ГЛАВА 3

Я возвращаюсь домой, к куче грязной одежды, лежащей посреди моей квартиры. Судя по ее ошеломляющим размерам, уровень угрозы того, что у меня не будет свежей смены белья на завтра, поднялся с желтого (повышенного) на оранжевый (высокий). Я разрешаю себе не участвовать во всеобщей борьбе за чистоту трусов, ведь на работе никто не станет заглядывать мне под юбку. А если станет, найдет там то, чего заслуживает.

Лампочка на моем автоответчике мигает в сдвоенном ритме: раз, раз-два, раз, раз-два. Значит, получено два сообщения.

— Эй, Эмили, это папа. Звоню просто узнать, как твои дела. — Щелчок, отбой.

— Эй, Эм. — Голос Джесс отскакивает от стен моей квартиры, напоминая, что я живу в идеально квадратной комнате. — Надеюсь, ты держишься нормально после того, что произошло у тебя с Эндрю. В пятницу вечером. Ты. Я. Бар Товарной биржи. Мы должны выбраться куда-нибудь в город.

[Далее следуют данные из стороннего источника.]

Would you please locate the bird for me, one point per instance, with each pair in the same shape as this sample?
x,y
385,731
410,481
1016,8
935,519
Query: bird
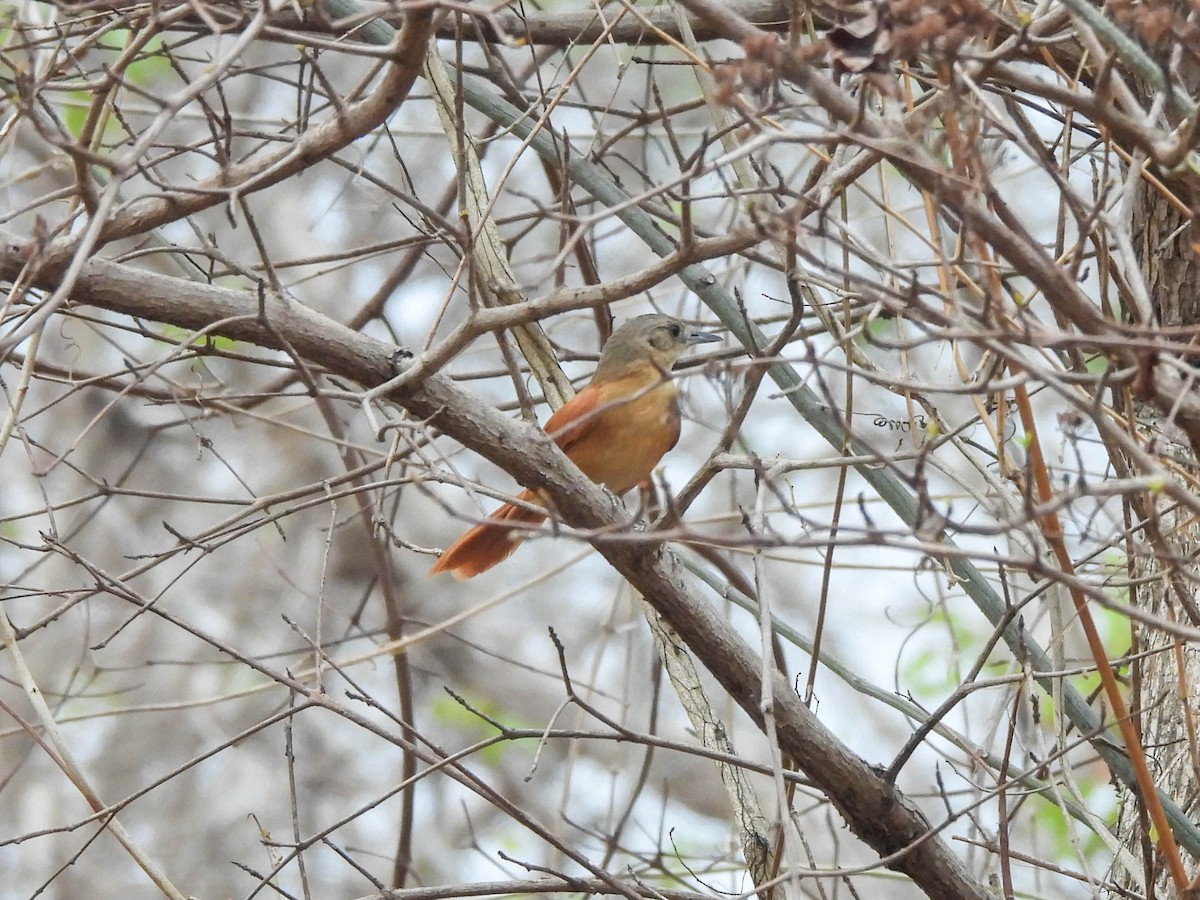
x,y
616,430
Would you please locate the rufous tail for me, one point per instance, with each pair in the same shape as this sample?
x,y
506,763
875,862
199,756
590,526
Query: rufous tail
x,y
486,544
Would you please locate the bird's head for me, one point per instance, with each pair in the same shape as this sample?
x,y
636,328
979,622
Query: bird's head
x,y
655,339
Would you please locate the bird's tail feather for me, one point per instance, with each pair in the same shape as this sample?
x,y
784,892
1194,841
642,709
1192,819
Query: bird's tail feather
x,y
489,543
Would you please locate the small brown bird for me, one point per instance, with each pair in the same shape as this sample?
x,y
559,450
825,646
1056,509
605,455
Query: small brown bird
x,y
616,430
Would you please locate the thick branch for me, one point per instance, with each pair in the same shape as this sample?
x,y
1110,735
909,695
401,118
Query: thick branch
x,y
879,814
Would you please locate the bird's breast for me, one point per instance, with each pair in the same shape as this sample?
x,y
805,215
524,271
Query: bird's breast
x,y
634,427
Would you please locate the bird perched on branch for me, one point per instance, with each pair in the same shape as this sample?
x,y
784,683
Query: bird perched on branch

Никаких отказов я не принимаю.

Хотя я познакомилась с Джесс просто потому, что на первом курсе юридической школы наши комнаты оказались рядом, она превратилась для меня из соседки в сиамского близнеца/очаровательную неудачницу/мою еврейскую маму/ человека, патологически зависящего от меня/Тони Роббинса[7]. Я хочу ей перезвонить, но понимаю, что она уже спит. Каждый вечер по будним дням Джесс ложится ровно в 22:43 — единственное последствие ее борьбы с обсессивно-компульсивным расстройством, которым она страдала в детстве.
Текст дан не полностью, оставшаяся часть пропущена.